Amendment 6 | UK Infrastructure Bank Bill [HL] – Report | Lords debates

My Lords, it is a pleasure to open this group of amendments and to move my Amendment 6. This amendment boils down to just one word, which predates the investment principles of the bank, the objectives of the bank, the strategy of the bank, the framework document of the bank and everything else associated with the bank: additionality. That is the bank’s raison d’être—no additionality, no bank.

As mentioned in the first group of amendments, we have “roads” in the Bill but nothing about additionality. My Amendment 6 would seek to set out exactly what additionality means, how it covers crowding out as well as crowding in, and what multiple Treasury should set on that crowding in.

Government Amendment 23 is purely an amendment to review what the bank has done on crowding in after seven years. It says nothing on crowding out, hence why I support Amendment 24 in the name of my noble friend Lady Noakes, which I will say no more about.

My Amendment 6 covers both the end-point—the review—and the beginning, the mission the bank needs to be on. It is all well and good to have a review at the end of 10 years, or now seven, but without Amendment 6 the review is just the spectre of an individual walking backwards into the future, wringing hands about what the bank has done, either positively in achieving additionality or negatively. Although a review is significant and important, it always arrives a little too late to influence what has just happened.
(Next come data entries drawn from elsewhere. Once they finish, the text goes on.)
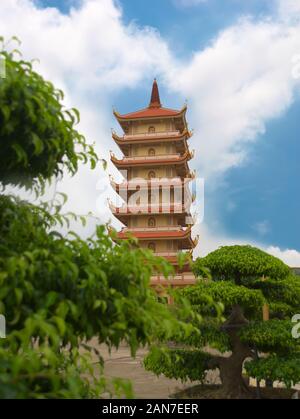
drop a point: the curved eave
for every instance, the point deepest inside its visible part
(151, 162)
(157, 235)
(138, 185)
(120, 213)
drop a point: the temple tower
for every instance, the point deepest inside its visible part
(156, 184)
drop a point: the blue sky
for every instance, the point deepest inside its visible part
(258, 199)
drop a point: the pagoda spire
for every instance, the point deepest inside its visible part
(155, 99)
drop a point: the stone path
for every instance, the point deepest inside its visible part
(119, 364)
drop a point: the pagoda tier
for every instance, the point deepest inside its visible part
(180, 163)
(132, 185)
(156, 192)
(183, 237)
(177, 138)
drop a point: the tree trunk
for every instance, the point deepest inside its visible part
(231, 368)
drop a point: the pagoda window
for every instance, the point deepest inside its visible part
(152, 222)
(152, 246)
(151, 152)
(151, 175)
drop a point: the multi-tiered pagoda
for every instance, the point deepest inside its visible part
(156, 184)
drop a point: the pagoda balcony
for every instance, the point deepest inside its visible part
(157, 160)
(177, 137)
(184, 279)
(135, 183)
(182, 235)
(176, 208)
(152, 229)
(154, 135)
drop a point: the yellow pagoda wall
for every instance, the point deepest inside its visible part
(160, 172)
(143, 150)
(163, 220)
(160, 126)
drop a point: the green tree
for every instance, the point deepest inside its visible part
(244, 279)
(59, 291)
(37, 133)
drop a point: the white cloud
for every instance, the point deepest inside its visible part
(262, 227)
(188, 3)
(289, 9)
(289, 256)
(234, 86)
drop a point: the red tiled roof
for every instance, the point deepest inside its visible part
(154, 109)
(151, 113)
(155, 234)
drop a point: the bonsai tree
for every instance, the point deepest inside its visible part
(244, 280)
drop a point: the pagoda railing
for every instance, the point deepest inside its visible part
(155, 157)
(152, 135)
(150, 229)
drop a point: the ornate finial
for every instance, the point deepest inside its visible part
(155, 99)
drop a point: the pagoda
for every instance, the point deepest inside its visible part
(155, 190)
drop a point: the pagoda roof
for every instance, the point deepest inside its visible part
(152, 161)
(161, 209)
(182, 235)
(153, 111)
(152, 138)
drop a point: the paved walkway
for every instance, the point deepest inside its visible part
(119, 364)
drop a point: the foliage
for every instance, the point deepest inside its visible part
(236, 262)
(284, 369)
(243, 280)
(273, 336)
(37, 134)
(59, 291)
(178, 363)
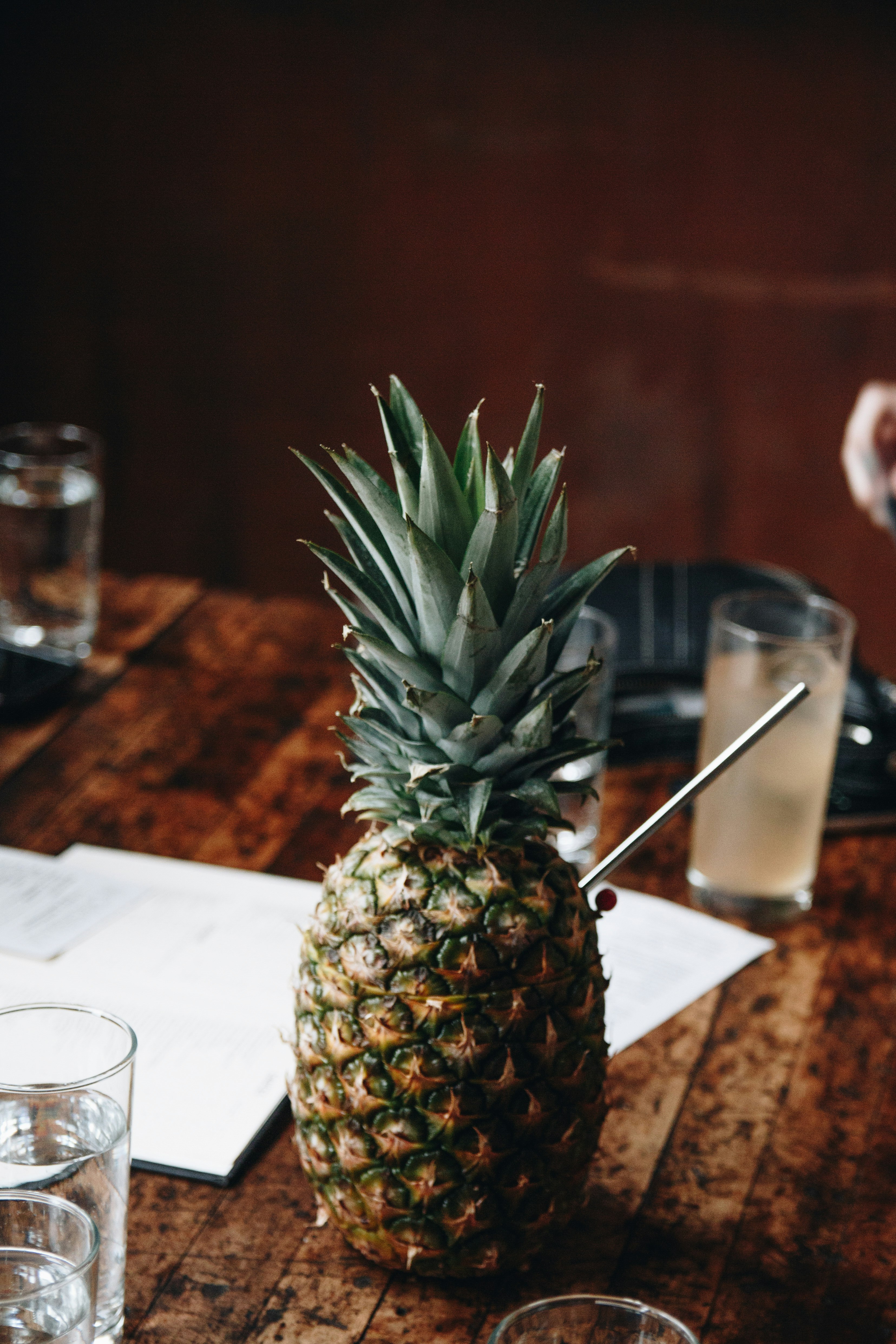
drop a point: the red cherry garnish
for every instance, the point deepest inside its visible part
(605, 900)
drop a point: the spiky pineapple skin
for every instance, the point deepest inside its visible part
(451, 1053)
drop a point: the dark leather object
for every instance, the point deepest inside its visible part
(663, 613)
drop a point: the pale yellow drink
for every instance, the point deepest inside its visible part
(757, 830)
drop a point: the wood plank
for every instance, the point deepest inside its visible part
(158, 764)
(133, 613)
(678, 1252)
(805, 1210)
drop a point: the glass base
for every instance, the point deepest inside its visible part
(745, 908)
(109, 1334)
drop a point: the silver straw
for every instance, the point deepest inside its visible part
(699, 783)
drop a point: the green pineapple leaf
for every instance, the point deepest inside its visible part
(469, 454)
(408, 417)
(524, 457)
(539, 795)
(445, 515)
(537, 504)
(369, 593)
(408, 668)
(492, 549)
(398, 444)
(436, 586)
(472, 804)
(518, 673)
(408, 491)
(473, 646)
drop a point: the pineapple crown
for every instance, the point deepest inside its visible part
(460, 718)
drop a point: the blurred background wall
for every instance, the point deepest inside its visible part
(224, 221)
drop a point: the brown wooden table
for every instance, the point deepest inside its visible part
(747, 1176)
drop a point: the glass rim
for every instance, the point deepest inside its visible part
(85, 444)
(35, 1197)
(754, 635)
(631, 1304)
(76, 1084)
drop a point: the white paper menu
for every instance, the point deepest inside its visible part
(204, 967)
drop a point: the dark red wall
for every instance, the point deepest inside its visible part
(224, 221)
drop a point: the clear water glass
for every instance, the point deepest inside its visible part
(49, 1261)
(757, 831)
(594, 631)
(50, 518)
(588, 1319)
(66, 1083)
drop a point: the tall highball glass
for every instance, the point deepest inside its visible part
(757, 831)
(586, 1319)
(50, 515)
(66, 1083)
(49, 1260)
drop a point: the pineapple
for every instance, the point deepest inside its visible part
(449, 1022)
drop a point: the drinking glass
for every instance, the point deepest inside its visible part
(594, 631)
(757, 831)
(66, 1081)
(49, 1258)
(50, 515)
(590, 1320)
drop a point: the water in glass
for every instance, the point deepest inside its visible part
(76, 1146)
(62, 1316)
(49, 554)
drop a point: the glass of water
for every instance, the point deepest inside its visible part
(49, 1260)
(757, 831)
(66, 1081)
(586, 1319)
(50, 515)
(593, 632)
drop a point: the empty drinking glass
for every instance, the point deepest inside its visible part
(49, 1260)
(66, 1081)
(50, 515)
(590, 1320)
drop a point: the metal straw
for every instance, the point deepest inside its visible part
(699, 783)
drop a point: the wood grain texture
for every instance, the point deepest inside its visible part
(747, 1171)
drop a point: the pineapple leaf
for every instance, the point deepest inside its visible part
(577, 588)
(445, 515)
(518, 673)
(537, 504)
(421, 772)
(440, 710)
(408, 491)
(390, 523)
(492, 549)
(408, 417)
(397, 441)
(408, 668)
(360, 521)
(469, 741)
(531, 734)
(351, 612)
(385, 694)
(437, 589)
(524, 457)
(468, 451)
(473, 646)
(370, 596)
(374, 478)
(566, 601)
(472, 804)
(539, 795)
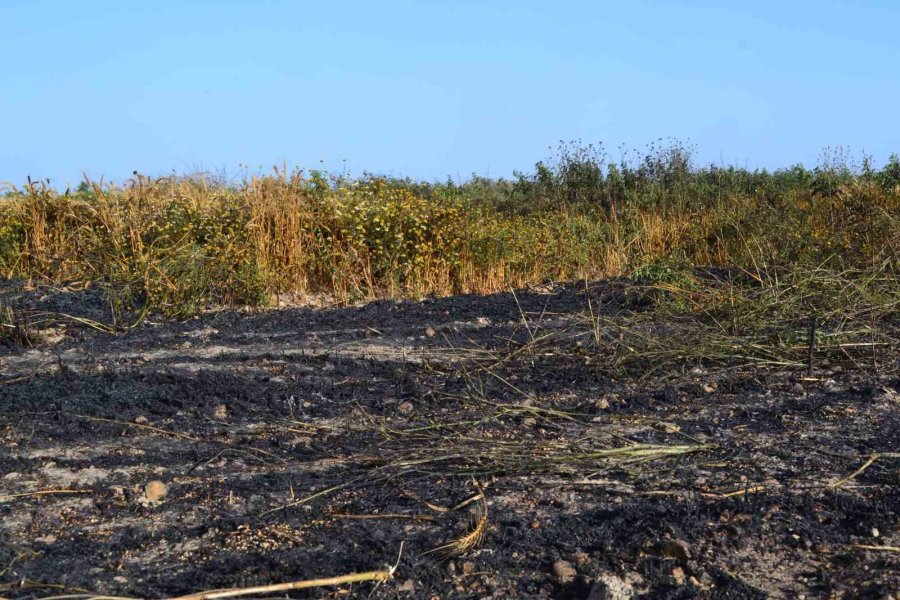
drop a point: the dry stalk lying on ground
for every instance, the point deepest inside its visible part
(379, 576)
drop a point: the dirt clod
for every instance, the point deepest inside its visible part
(155, 491)
(564, 571)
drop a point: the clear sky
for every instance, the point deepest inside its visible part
(433, 89)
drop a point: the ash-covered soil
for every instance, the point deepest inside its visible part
(481, 433)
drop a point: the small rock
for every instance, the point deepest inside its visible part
(46, 539)
(611, 587)
(155, 490)
(676, 549)
(666, 427)
(670, 393)
(580, 557)
(564, 571)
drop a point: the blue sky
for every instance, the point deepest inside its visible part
(436, 89)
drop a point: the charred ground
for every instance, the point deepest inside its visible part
(302, 443)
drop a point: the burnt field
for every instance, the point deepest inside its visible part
(485, 441)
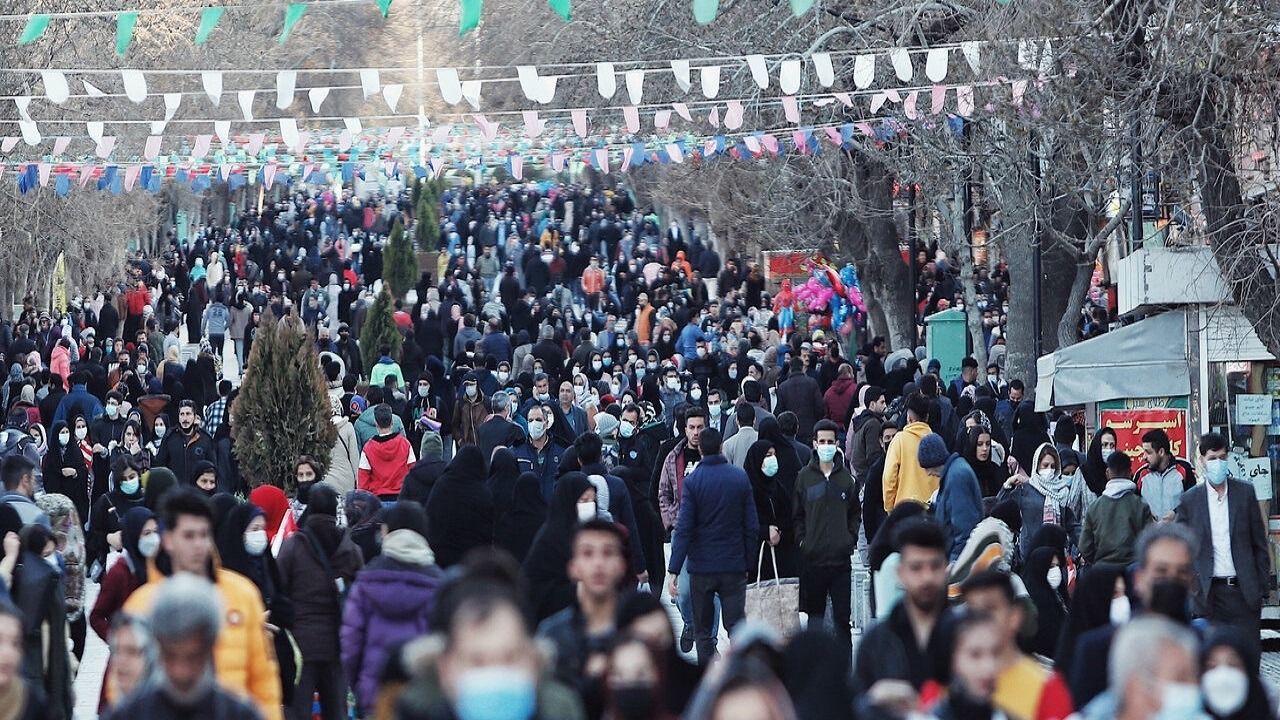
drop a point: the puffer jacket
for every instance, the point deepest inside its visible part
(243, 659)
(391, 601)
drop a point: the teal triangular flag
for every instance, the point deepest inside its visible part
(470, 16)
(124, 23)
(36, 26)
(705, 10)
(562, 8)
(208, 22)
(292, 14)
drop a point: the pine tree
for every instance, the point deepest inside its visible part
(283, 408)
(400, 263)
(379, 329)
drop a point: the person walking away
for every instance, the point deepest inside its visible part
(1116, 518)
(716, 534)
(1233, 561)
(318, 563)
(187, 625)
(826, 525)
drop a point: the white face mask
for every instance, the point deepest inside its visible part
(1225, 689)
(1120, 610)
(255, 542)
(1055, 578)
(149, 545)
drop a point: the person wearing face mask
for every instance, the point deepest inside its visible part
(186, 623)
(1230, 680)
(1233, 568)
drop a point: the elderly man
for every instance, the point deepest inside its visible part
(186, 618)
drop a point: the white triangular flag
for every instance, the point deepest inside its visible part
(759, 72)
(711, 81)
(135, 85)
(213, 82)
(172, 100)
(449, 86)
(823, 68)
(606, 80)
(936, 64)
(369, 82)
(246, 100)
(789, 77)
(318, 95)
(391, 94)
(901, 60)
(286, 81)
(55, 86)
(680, 68)
(635, 86)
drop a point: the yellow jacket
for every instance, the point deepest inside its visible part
(904, 478)
(243, 657)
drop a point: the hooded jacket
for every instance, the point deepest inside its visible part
(904, 478)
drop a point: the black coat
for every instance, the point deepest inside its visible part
(460, 509)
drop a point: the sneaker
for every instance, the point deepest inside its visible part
(686, 639)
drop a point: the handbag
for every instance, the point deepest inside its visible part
(775, 602)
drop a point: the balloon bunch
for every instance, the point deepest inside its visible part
(832, 299)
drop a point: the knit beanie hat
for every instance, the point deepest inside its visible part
(932, 451)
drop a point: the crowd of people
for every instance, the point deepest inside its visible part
(592, 417)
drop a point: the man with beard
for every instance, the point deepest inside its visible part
(909, 647)
(184, 623)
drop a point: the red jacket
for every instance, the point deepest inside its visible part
(384, 463)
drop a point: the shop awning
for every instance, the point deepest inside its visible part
(1146, 359)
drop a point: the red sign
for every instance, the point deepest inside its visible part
(1130, 425)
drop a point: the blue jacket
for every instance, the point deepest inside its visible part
(959, 506)
(717, 525)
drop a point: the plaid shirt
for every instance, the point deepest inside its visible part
(214, 415)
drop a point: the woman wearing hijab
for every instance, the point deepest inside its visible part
(1096, 460)
(242, 545)
(1045, 577)
(1043, 499)
(773, 511)
(977, 451)
(545, 565)
(515, 531)
(64, 468)
(460, 510)
(1230, 682)
(1100, 598)
(315, 563)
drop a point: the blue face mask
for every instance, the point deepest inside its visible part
(496, 693)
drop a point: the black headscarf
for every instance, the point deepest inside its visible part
(1095, 466)
(1091, 609)
(516, 529)
(545, 565)
(1050, 607)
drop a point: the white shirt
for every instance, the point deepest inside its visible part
(1220, 533)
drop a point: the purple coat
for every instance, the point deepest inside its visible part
(389, 604)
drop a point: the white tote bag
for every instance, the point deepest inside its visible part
(775, 602)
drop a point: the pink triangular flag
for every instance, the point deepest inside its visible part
(631, 117)
(940, 98)
(734, 114)
(791, 108)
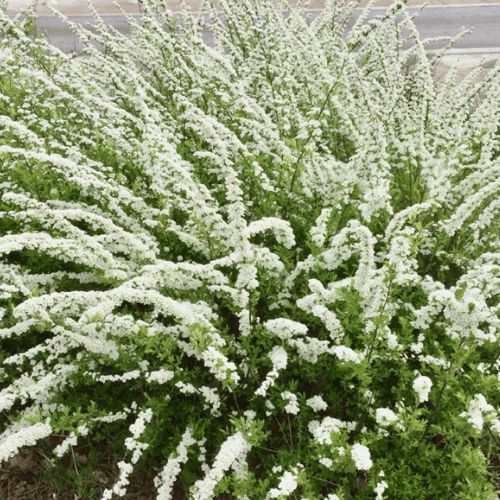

It is critical that additionality is in the Bill for the benefit of the bank and for the private sector, which would have the confidence to know that the bank would operate to the threshold of additionality, which would have to be achieved or that specific investment would not be entered into. If the Minister cannot accept my amendment, would she commit to meeting with me between Report and Third Reading to look at what we can do to get additionality in the Bill to strengthen the position of the bank, to make projects far more likely to crowd in and not crowd out funding and, ultimately, to benefit everything we are trying to do in this infrastructure space? I beg to move.